David Maslanka: Writing a symphony, for example, may take many months, and in that time I can feel wonderful, terrible, angry, happy, whatever. Generally, when I go to compose in the mornings I don’t feel so good, mostly because I don’t know what’s supposed to happen. It’s upsetting. Often when I’m most upset, least wanting to go “face the music,” I find there?s something really powerful about to happen. But the thing that is showing up isn’t about what I am feeling at the moment. It is what IT wants to be, not what I am feeling, or think it should be. And so I can say that music isn?t about my personal emotions. It is about itself. Emotions and emotional range in music can be huge, but I would never be able to enter such places if it were only about me.
BD: In your view, what role does melody play in modern music and/or in your music?
David Maslanka: In the 1970s I had a conversation with Arthur Cohn at Carl Fischer. He said, “You know, you can’t write a melody anymore?” He was serious about it. There was an “anti-melodic” attitude prevalent in new music at the time.
The concept of melody is a broad one. There are tunes, there are melody lines, and then there is the sense of line that goes from the beginning to the end of the piece. The line may be tuneful or it may not. But it has to be there. That’s what carries people through music.
My Symphony No.7 (premiered April 2005) is subtitled “Old Songs Remembered”. There are no quoted folk songs in the piece, but every piece has the feeling of being an old song.
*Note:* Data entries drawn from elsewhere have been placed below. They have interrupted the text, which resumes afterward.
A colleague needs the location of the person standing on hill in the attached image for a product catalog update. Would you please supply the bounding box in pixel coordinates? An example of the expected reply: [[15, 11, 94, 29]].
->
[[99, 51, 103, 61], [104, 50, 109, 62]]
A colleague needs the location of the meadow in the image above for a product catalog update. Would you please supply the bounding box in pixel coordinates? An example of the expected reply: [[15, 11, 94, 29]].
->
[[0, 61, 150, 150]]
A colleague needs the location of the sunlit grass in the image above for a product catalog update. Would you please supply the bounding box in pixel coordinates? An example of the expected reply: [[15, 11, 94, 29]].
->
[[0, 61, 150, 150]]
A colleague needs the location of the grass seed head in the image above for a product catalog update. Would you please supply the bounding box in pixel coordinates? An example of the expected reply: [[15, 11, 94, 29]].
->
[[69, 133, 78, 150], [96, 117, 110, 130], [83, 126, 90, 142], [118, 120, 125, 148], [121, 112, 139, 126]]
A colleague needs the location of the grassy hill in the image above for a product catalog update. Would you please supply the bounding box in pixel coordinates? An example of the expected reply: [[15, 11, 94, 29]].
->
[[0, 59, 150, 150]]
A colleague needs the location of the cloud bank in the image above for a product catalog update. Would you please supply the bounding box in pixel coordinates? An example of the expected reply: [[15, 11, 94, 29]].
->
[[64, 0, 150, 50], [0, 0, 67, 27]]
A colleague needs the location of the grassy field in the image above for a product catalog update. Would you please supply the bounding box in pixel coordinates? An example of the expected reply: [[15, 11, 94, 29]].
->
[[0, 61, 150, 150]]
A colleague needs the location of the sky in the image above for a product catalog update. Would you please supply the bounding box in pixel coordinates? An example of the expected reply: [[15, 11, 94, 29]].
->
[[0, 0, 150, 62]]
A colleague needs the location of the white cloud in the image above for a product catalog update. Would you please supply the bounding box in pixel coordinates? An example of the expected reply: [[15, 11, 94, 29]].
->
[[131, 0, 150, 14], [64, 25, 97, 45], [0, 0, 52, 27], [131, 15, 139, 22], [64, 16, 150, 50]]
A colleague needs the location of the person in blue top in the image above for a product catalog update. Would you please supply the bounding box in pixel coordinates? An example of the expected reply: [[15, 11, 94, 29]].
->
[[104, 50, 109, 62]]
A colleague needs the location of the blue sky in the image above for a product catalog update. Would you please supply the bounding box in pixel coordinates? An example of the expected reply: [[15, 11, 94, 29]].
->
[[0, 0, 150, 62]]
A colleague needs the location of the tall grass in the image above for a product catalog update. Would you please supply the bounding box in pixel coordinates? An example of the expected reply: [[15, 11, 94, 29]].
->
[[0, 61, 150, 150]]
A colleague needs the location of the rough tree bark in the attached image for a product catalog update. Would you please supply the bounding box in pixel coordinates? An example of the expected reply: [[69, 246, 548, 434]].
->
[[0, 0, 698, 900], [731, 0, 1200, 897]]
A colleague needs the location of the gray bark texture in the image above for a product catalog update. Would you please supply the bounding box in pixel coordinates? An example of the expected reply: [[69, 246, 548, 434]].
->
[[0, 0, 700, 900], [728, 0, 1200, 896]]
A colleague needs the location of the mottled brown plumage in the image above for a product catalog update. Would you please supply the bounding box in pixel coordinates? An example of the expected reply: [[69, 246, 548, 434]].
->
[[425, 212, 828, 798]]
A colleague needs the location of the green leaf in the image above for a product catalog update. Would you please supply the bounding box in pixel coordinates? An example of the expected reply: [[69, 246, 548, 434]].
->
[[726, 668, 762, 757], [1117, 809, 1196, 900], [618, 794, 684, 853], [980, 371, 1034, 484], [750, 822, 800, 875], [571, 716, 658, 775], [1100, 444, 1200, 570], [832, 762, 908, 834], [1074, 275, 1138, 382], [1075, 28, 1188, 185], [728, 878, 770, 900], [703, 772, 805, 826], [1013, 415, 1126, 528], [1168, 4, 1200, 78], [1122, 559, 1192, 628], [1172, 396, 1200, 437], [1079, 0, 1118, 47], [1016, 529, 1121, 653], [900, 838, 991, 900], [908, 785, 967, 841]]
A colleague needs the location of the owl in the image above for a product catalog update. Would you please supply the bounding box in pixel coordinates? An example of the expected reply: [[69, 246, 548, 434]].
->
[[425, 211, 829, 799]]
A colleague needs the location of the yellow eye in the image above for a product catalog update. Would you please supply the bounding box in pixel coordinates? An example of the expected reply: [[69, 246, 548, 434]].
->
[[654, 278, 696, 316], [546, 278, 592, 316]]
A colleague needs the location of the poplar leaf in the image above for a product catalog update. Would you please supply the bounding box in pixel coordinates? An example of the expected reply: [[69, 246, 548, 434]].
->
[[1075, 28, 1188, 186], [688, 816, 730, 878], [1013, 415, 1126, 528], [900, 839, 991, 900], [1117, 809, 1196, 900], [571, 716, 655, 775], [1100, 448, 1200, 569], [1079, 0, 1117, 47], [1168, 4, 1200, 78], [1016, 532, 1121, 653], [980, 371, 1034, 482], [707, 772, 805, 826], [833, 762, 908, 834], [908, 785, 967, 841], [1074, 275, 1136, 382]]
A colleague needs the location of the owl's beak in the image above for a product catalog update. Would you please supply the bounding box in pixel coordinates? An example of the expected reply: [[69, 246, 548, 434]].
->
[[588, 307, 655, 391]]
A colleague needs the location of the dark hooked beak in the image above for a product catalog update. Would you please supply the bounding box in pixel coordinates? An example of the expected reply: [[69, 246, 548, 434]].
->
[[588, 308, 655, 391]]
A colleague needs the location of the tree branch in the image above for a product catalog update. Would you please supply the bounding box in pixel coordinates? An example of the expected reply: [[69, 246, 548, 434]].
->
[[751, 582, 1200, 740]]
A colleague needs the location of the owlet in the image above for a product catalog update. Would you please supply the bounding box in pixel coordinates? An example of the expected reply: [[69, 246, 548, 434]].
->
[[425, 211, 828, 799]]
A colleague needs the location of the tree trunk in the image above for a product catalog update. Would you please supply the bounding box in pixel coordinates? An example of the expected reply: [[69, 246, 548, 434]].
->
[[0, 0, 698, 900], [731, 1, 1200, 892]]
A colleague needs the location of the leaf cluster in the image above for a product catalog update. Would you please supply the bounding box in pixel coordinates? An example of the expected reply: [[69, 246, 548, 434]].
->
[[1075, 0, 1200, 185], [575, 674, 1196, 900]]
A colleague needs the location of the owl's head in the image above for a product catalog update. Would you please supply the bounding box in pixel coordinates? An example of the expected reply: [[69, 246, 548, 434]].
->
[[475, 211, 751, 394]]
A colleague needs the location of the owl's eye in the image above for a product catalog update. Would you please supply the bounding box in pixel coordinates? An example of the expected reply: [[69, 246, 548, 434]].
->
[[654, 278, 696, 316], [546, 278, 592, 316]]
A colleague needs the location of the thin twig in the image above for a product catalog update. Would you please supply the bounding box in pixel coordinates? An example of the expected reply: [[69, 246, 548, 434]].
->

Out of this “old” voice comes what feels to me like a sparkling freshness and originality.
I like simple tunes, and I must have a music that moves in a fundamental line from start to finish. Melody and tunes will never go away. Folk songs transcend not only generations, but centuries. They shape us, and they keep going. Hundreds of years from now they’ll still be here.
David Maslanka has written more than thirty major works for wind ensemble, including five symphonies, seven concertos, a Mass, and numerous concert pieces. A full listing of his works can be found at his Web site, www.davidmaslanka.com. Maslanka’s music is published primarily by Carl Fischer, Inc. (www.carlfischer.com) and recorded largely on the Albany label (www.albanyrecords.com).